I think no one in this neighbourhood cares much about what goes on around them. I wouldn’t either if I were them. They know, perhaps instinctively, that they are living in a movie remake, and that their remake is not of the same standard as its 1976 original. Carrie White and her deranged mother, Margaret, are best left to their own devices. Even if those devices kill them.
This 2013 reimagining of Stephen King’s classic horror novel is directed by Kimberly Peirce, whose female instinct and modesty is apparent in the way she protects the female body from indecent exposure but not from grotesque violence. There is a shot of windshield glass jutting out from the lead antagonist’s face, and yet the early locker room scene — in which all of the girls in the original film were in different states of undress (including fully nude) — is filmed as if the camera is operated by a 12-year old boy. It’s interesting how perspective changes with the director, and with the times.
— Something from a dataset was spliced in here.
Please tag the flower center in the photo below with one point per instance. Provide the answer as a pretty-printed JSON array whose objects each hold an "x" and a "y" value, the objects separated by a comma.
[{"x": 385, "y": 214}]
I recently reviewed Brian De Palma’s Carrie, and I was quite in favour of it. It had the brooding silence of a horror movie, as if it wanted more than anything to lull its viewers into a false state of calm and then shock them into submission with its third act. It also had Sissy Spacek, who exuded awkwardness and discomfort without so much as having to lift an eyebrow. We got the sense that everything she did with her special powers was done out of fear. The Carrie in this movie is in full control of her powers. This doesn’t make her a tragic hero; it makes her a full-fledged villain. When Sue Snell turns up at her house at the end, we’re wondering why the cops didn’t reach there first.
There’s also a problem with the casting of Chloë Grace Moretz. She is a fine actor, proven very deftly in her role as Hit Girl from the Kick-Ass movies. But here, as Carrie White, she is too likeable. Too pretty perhaps. Spacek is by no means an unattractive lady, but her unique features (large eyes, gaunt cheeks) hide a very shy interior. She is pretty not on the surface, but underneath, and the role of Carrie requires this sort of visual trickery to work. She is the outcast. Moretz looks more like vice-captain of the cheerleading squad.
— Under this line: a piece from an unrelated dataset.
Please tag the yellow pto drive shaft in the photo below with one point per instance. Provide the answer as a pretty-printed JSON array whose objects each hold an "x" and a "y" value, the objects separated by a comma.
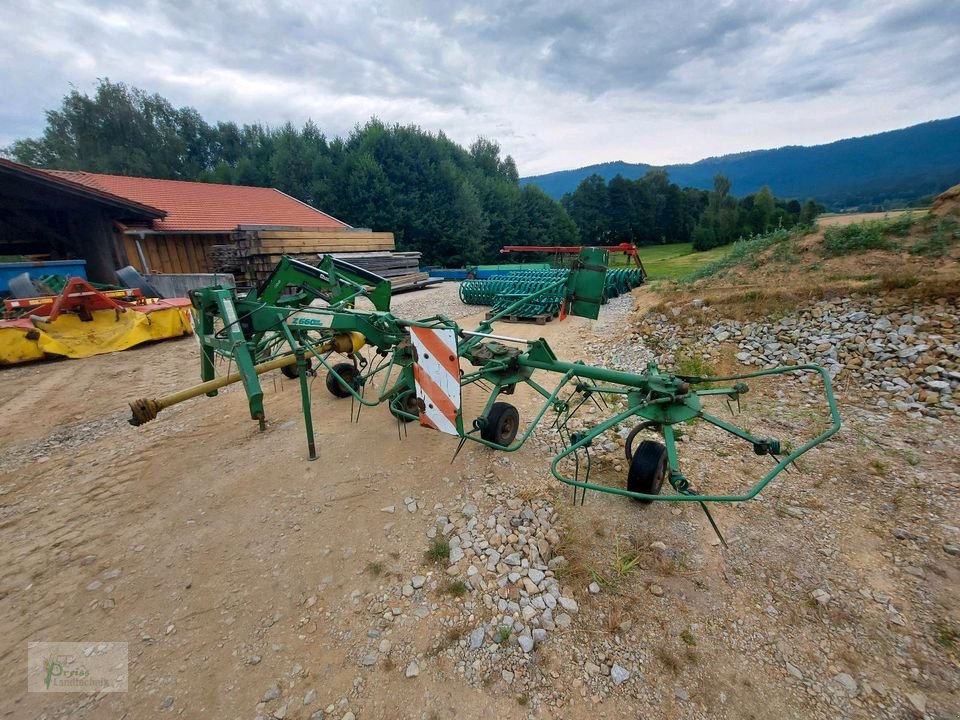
[{"x": 145, "y": 409}]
And this kind of misrepresentation pervades the rest of the cast. Carrie’s mother, Margaret (Julianne Moore), a wayward Christian fanatic in the original movie, seems more like a psychopath here. She’s prone to self-flagellation, and when she gets mad or upset, she uses various household objects against her head, including walls. Chris (Portia Doubleday), the antagonist, is a step away from being satan’s right-hand girl. She is not so much vengeful as she is evil. When Sue (Gabriella Wilde) asks her: “What has Carrie White ever done to you?”, she couldn’t have asked a more correct question. And then there’s the gym teacher whose name is as hard to pronounce as it is to spell. She is played by Judy Greer, and it is difficult to believe her character. She has the confidence of a detective and the charisma of a mouse. Somewhere in the middle she is meant to find herself, but she never does. And her fate in this remake is unjustified.
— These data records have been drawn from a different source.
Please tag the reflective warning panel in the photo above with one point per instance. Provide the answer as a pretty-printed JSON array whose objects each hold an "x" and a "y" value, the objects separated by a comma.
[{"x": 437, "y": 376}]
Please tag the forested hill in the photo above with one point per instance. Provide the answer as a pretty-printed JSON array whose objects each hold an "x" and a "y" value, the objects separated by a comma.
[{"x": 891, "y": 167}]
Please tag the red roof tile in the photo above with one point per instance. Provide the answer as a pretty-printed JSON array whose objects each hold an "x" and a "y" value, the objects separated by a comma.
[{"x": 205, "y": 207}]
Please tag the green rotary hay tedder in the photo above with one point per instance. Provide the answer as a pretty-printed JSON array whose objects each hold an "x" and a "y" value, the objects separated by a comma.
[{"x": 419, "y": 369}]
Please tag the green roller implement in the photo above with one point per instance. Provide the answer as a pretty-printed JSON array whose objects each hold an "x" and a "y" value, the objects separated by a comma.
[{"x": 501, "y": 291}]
Everything in this movie is unjustified. There is too much CGI. Too many pretty faces and not enough emotion. I get the feeling that this version is more occupied with looks than it is with substance. It follows its namesake to a T, right up to the prom sequence. And then it flies off the rails and lands all over the place. Is Carrie White misunderstood or malicious? A subliminal frame in the DVD’s alternate ending suggests that maybe she is supernatural. The spawn of the devil. I’m not so sure anymore. My mind’s all kinds of messed up.
Best Moment | Carrie’s prom dance with Tommy Ross. It’s the only heartfelt moment in the entire film.
Worst Moment | Every time Carrie uses her power. What’s with all the hand gestures? She’s not Magneto.